RESEARCHERS have suggested that nuclear bomb tests during the Cold War may have altered rainfall patterns in Shetland – despite detonations taking place thousands of miles away.
A team of scientists from universities in Reading, Bath and Bristol studied data from 1962 to 1964 from Met Office weather stations in Lerwick and at Kew near London.
They wanted to see if electric charges released by radiation from test detonations – usually carried out by the US and the Soviet Union in areas like Nevada and the Pacific and Arctic islands in the 1950s and 1960s – affected rainclouds.
Scientists concluded that there was “significant changes occurred in daily rainfall distribution” at the Shetland weather station outside of normal pollution.
The study compared days with high and low radioactively-generated charge, with scientists finding that clouds were visibly thicker, while there was 24 per cent more rain on average on the days with more radioactivity.

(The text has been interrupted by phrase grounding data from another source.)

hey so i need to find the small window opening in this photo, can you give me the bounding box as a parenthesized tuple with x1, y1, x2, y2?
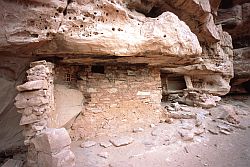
(65, 73, 72, 82)
(160, 72, 187, 102)
(167, 75, 187, 91)
(91, 65, 105, 74)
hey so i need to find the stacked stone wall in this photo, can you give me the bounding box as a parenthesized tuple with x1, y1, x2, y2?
(55, 64, 163, 139)
(15, 60, 75, 167)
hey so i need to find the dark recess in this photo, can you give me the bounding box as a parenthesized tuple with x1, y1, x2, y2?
(35, 56, 63, 64)
(91, 65, 105, 74)
(63, 0, 73, 16)
(243, 80, 250, 93)
(144, 6, 163, 18)
(219, 0, 233, 9)
(233, 35, 250, 49)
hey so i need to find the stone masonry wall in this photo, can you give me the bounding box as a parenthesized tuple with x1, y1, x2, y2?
(54, 64, 162, 140)
(15, 60, 54, 146)
(15, 60, 75, 167)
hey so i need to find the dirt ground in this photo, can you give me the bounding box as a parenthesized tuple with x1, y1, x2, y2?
(71, 95, 250, 167)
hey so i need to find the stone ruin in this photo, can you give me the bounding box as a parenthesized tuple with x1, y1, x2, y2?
(0, 0, 249, 166)
(15, 61, 75, 166)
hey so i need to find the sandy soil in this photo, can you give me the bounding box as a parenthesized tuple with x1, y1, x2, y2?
(71, 95, 250, 167)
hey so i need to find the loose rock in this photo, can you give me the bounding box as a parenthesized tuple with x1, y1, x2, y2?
(219, 129, 231, 135)
(180, 120, 195, 130)
(80, 141, 97, 148)
(150, 124, 156, 128)
(208, 128, 219, 135)
(178, 130, 194, 141)
(100, 141, 112, 148)
(193, 127, 205, 135)
(110, 137, 134, 147)
(133, 127, 144, 133)
(97, 152, 109, 159)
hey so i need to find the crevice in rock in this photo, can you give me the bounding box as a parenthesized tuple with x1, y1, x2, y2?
(63, 0, 73, 16)
(133, 5, 165, 18)
(243, 80, 250, 93)
(144, 6, 164, 18)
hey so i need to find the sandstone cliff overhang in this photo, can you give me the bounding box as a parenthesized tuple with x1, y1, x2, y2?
(0, 0, 201, 60)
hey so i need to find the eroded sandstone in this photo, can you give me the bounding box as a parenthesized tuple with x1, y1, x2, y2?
(0, 0, 241, 166)
(216, 1, 250, 93)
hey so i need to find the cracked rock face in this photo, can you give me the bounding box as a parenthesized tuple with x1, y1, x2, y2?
(216, 0, 250, 93)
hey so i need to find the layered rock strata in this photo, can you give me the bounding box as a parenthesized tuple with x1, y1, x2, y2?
(14, 60, 75, 167)
(216, 0, 250, 93)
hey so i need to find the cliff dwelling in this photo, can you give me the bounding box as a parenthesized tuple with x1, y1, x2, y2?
(0, 0, 250, 167)
(53, 62, 162, 139)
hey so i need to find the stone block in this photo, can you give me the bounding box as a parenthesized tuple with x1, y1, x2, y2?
(24, 126, 36, 137)
(17, 107, 32, 115)
(38, 148, 75, 167)
(27, 74, 48, 81)
(17, 80, 48, 92)
(210, 104, 240, 124)
(20, 114, 40, 125)
(15, 98, 28, 109)
(100, 141, 112, 148)
(110, 136, 134, 147)
(87, 88, 97, 93)
(168, 111, 196, 119)
(30, 60, 47, 67)
(136, 91, 151, 96)
(27, 64, 49, 75)
(80, 141, 97, 148)
(27, 97, 49, 107)
(15, 90, 47, 101)
(16, 96, 49, 108)
(32, 128, 71, 154)
(108, 88, 118, 93)
(178, 129, 194, 141)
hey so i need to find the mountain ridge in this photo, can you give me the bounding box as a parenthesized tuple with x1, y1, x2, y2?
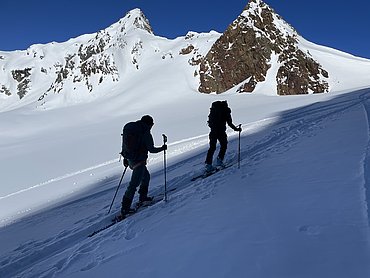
(1, 1, 370, 112)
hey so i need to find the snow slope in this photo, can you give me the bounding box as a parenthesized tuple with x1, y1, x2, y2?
(1, 88, 370, 277)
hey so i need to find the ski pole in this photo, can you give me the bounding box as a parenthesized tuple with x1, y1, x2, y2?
(108, 165, 128, 214)
(238, 124, 241, 169)
(162, 134, 168, 202)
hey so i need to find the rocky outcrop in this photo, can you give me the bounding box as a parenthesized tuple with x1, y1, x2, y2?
(0, 85, 11, 96)
(277, 48, 329, 95)
(11, 68, 32, 99)
(198, 0, 329, 95)
(180, 45, 195, 55)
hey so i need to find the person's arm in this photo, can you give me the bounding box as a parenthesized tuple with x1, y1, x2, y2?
(144, 132, 166, 153)
(226, 110, 240, 131)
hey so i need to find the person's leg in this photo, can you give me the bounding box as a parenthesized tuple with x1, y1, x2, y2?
(218, 132, 228, 162)
(205, 131, 217, 165)
(138, 166, 151, 201)
(121, 164, 146, 213)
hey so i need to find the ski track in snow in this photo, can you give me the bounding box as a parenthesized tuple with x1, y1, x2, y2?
(0, 160, 118, 200)
(1, 90, 370, 277)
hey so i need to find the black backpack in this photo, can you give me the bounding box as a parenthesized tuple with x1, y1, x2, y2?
(207, 101, 229, 129)
(121, 121, 144, 160)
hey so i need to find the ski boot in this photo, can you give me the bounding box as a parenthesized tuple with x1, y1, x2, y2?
(205, 163, 215, 173)
(215, 157, 225, 168)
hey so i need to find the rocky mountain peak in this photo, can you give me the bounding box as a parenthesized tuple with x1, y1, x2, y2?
(198, 0, 329, 95)
(114, 8, 153, 35)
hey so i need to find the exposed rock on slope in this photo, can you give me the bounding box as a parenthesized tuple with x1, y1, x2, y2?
(198, 0, 329, 95)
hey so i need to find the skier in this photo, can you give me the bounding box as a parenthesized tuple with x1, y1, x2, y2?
(205, 101, 241, 172)
(120, 115, 167, 218)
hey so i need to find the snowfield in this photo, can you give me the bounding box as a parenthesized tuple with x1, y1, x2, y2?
(1, 89, 370, 277)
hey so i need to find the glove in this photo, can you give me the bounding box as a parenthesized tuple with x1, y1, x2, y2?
(123, 158, 129, 167)
(162, 144, 168, 151)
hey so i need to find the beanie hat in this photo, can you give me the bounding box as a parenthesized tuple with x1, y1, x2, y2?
(141, 115, 154, 126)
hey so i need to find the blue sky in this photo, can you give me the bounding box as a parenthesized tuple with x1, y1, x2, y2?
(1, 0, 369, 59)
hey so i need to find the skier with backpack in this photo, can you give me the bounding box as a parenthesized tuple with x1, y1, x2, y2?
(205, 101, 242, 172)
(119, 115, 167, 218)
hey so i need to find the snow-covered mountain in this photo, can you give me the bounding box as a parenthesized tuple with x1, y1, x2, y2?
(1, 0, 370, 112)
(1, 1, 370, 277)
(0, 8, 218, 111)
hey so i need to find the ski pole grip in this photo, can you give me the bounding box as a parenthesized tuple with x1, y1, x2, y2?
(162, 134, 168, 144)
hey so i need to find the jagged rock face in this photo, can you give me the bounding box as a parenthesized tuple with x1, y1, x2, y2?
(198, 0, 329, 95)
(277, 47, 329, 95)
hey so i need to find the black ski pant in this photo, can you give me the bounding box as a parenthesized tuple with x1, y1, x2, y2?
(121, 162, 150, 212)
(205, 130, 228, 165)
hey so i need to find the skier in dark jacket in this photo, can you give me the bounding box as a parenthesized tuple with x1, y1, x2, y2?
(120, 115, 167, 217)
(205, 101, 241, 172)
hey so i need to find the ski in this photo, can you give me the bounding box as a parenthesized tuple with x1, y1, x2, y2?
(191, 164, 232, 181)
(88, 187, 176, 238)
(88, 211, 134, 238)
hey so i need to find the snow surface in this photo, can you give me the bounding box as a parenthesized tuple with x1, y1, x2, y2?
(2, 9, 370, 278)
(2, 87, 370, 278)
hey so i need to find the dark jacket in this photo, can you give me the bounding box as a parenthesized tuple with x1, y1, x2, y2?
(132, 120, 163, 162)
(208, 104, 238, 132)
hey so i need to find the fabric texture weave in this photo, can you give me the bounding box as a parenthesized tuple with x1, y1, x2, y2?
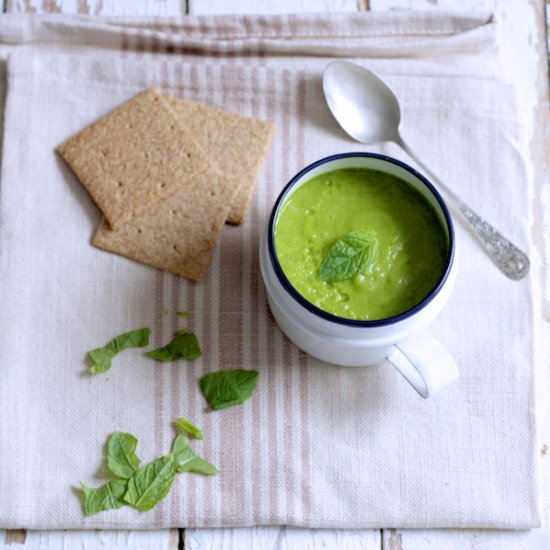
(0, 12, 540, 529)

Lead author and professor of atmospheric physics at the University of Reading professor Giles Harrison said: “By studying the radioactivity released from Cold War weapons tests, scientists at the time learnt about atmospheric circulation patterns. We have now reused this data to examine the effect on rainfall.
“The politically charged atmosphere of the Cold War led to a nuclear arms race and worldwide anxiety. Decades later, that global cloud has yielded a silver lining, in giving us a unique way to study how electric charge affects rain.”